OTTAWA — Liberal leadership candidate Chrystia Freeland argues Canada can turn the tables on U.S. President Donald Trump and avoid massive U.S. tariffs on Canadian goods by scaring key American businesses.

The former finance minister said her plan calls for the immediate release of a long list of $200 billion in retaliatory tariffs to deter Trump from making good on his threat to impose 25 per cent tariffs on Canadian imports as soon as February.

"Trump is using uncertainty to unsettle Canadians. We must do the same," Freeland said in a media statement on Monday. "U.S. exporters need (to) worry whether their businesses will be the ones we hit."

Freeland said Ottawa should immediately consult with industry and put together a detailed retaliation plan that targets prominent American imports.

The idea is to put enough pressure on politically connected lobby groups from key states — Florida orange growers, Wisconsin dairy farmers and Michigan manufacturers — to convince them to call on Trump to drop the tariff threat.

"Our consultation list must be larger than our planned retaliation," Freeland said in her statement. "Our counter punch must be dollar-for-dollar — and it must be precisely and painfully targeted."

Freeland, who is casting herself as the leadership candidate best able to deal with Trump, is calling for a "buy Canadian" response to tariffs that would threaten to cut the U.S. off from Canadian government procurement, with the exception of defence.

Trade lawyer Mark Warner of the firm MAAW, who has past affiliations with both the Conservatives and the Liberals, said Freeland's plan works better as a political strategy than as a negotiating tactic for dealing with the much larger U.S. economy.

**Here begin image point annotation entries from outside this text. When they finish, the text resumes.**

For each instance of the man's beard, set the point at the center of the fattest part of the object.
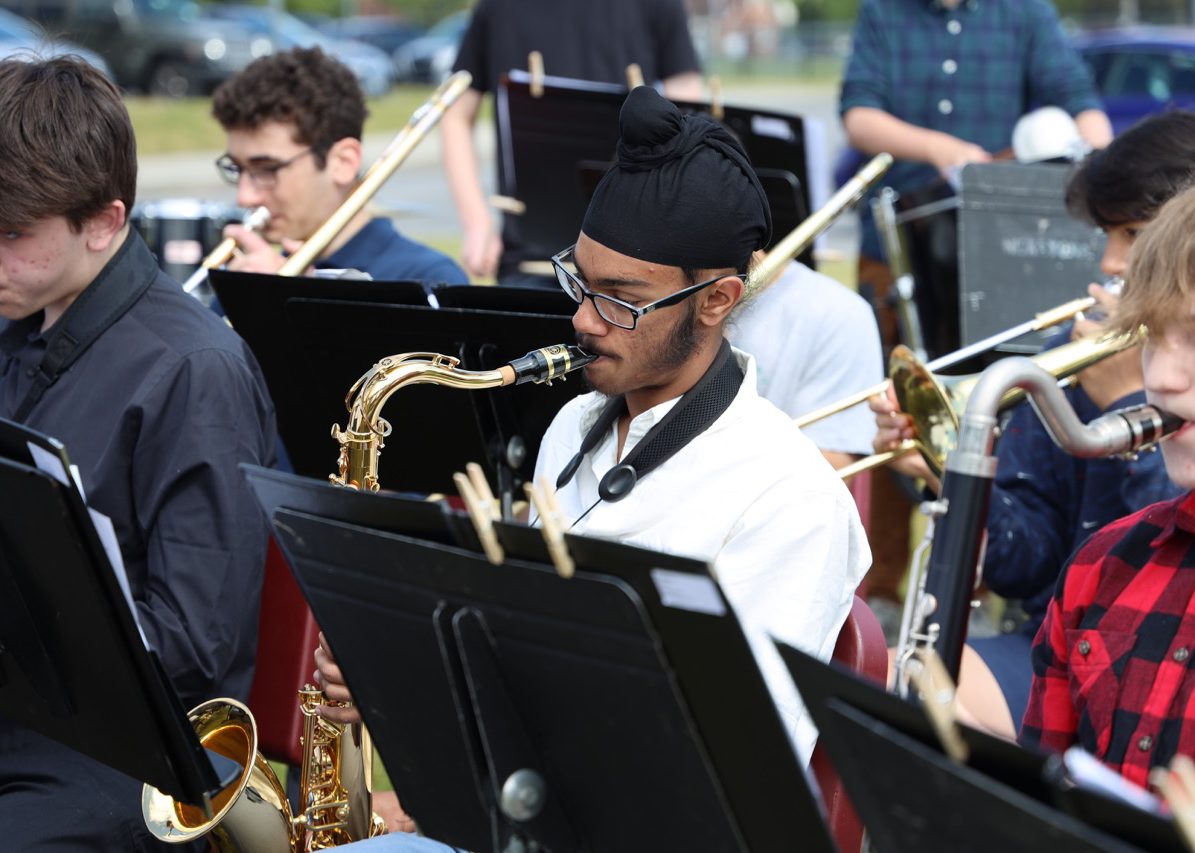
(680, 345)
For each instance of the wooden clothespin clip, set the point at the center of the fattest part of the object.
(937, 691)
(543, 501)
(508, 204)
(535, 68)
(716, 109)
(633, 75)
(482, 508)
(1176, 784)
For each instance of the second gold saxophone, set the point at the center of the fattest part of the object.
(362, 440)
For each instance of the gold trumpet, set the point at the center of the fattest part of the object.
(935, 402)
(396, 152)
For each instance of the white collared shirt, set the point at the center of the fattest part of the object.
(754, 498)
(815, 341)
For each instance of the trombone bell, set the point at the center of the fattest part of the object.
(936, 402)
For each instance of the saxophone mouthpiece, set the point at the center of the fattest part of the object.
(547, 363)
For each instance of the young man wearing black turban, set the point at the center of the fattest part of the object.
(675, 450)
(718, 472)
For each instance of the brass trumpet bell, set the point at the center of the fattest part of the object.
(251, 814)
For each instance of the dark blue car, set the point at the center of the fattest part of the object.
(1140, 69)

“I can understand why it suits for electoral purposes," he said. "She's going to stand up to the bully and there'll probably be tons of people who will go along with voting for that.

"But as a matter of substance, it's just extraordinarily silly and will lead to a very sharp response from Trump if we were to actually do anything like that.”

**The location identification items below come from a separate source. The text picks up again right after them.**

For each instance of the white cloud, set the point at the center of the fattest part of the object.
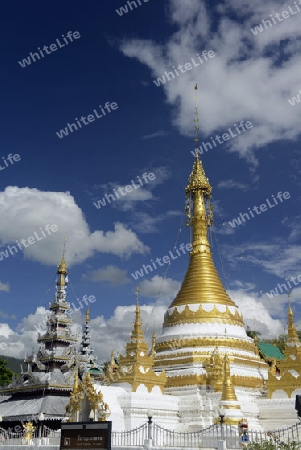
(141, 190)
(142, 222)
(110, 274)
(256, 314)
(113, 333)
(250, 77)
(231, 184)
(25, 210)
(160, 133)
(159, 287)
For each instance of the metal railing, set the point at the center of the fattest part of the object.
(131, 438)
(163, 437)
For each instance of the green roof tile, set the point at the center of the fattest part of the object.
(270, 351)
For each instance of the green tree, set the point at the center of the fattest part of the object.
(6, 374)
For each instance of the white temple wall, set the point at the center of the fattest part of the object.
(277, 413)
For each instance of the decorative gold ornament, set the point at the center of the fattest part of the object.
(285, 375)
(28, 430)
(136, 367)
(86, 389)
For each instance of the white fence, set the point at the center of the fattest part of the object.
(161, 437)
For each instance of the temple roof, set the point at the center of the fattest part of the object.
(23, 408)
(270, 351)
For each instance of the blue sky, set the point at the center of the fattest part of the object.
(116, 58)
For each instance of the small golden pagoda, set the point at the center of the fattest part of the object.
(85, 402)
(136, 367)
(287, 375)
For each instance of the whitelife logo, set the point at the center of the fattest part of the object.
(53, 48)
(268, 24)
(11, 158)
(124, 9)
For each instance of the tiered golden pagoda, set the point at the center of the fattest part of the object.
(286, 375)
(203, 319)
(136, 367)
(83, 394)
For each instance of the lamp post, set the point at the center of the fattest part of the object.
(41, 419)
(148, 442)
(221, 444)
(150, 422)
(221, 414)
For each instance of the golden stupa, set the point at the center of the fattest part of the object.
(203, 321)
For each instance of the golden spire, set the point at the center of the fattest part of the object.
(228, 392)
(75, 385)
(154, 338)
(137, 330)
(62, 268)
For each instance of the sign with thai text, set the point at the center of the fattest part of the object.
(86, 436)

Freeland's trade negotiation tactic also would represent a 180-degree turn from the Liberal government's current approach.

Foreign Affairs Minister Mélanie Joly said she plans to keep tariff negotiations behind closed doors.

"We believe that diplomacy can work, and that's why we're having private conversations and we won't negotiate in front of the public. We believe that our arguments are strong," she told reporters Monday on Parliament Hill. "We have leverage. We have, also, different levers. We are the biggest customer to the U.S."

Freeland's leadership rival Mark Carney told Radio-Canada over the weekend that Canada should retain the option of cutting off Quebec's hydro exports to the U.S. — although that's not the first card he would play.

The jostling over which Liberal leadership candidate would be the best person to lead on the trade front came hours ahead of Monday's deadline for candidates to sign up party members who can vote in the race.

Green party co-leader Jonathan Pedneault criticized some Liberal leadership candidates and MPs for backing away from their government's own carbon pricing policy. He said it shows they can't be trusted to stand up to Trump.

"When they backtrack in the face of money thrown by the Conservative party in attacking (carbon pricing), these are the people the Liberal party wants us to think that'll actually stand up for Canadians when they can't even stand up for their own values and policies," he said.

Liberal MPs Karina Gould and Jaime Battiste and former MPs Frank Baylis and Ruby Dhalla all say they are in the race to replace Justin Trudeau. But the party itself says it will not announce the official list of leadership candidates until Elections Canada confirms their registrations.

Dhalla posted on social media on Monday that she would deport "every illegal immigrant living in Canada" if she becomes prime minister.

Liberal MP Chandra Arya said on Sunday the party had denied him permission to run for the leadership, although the party did not provide a specific reason for his disqualification.

Leadership aspirants face a Thursday deadline to pay the party a non-refundable $50,000 entry fee to remain the race — part of an instalment plan to deal with a steep total entry fee of $350,000, due by Feb. 17.

This report by The Canadian Press was first published Jan. 27, 2025.

— With files from Dylan Robertson and Émilie Bergeron in Ottawa.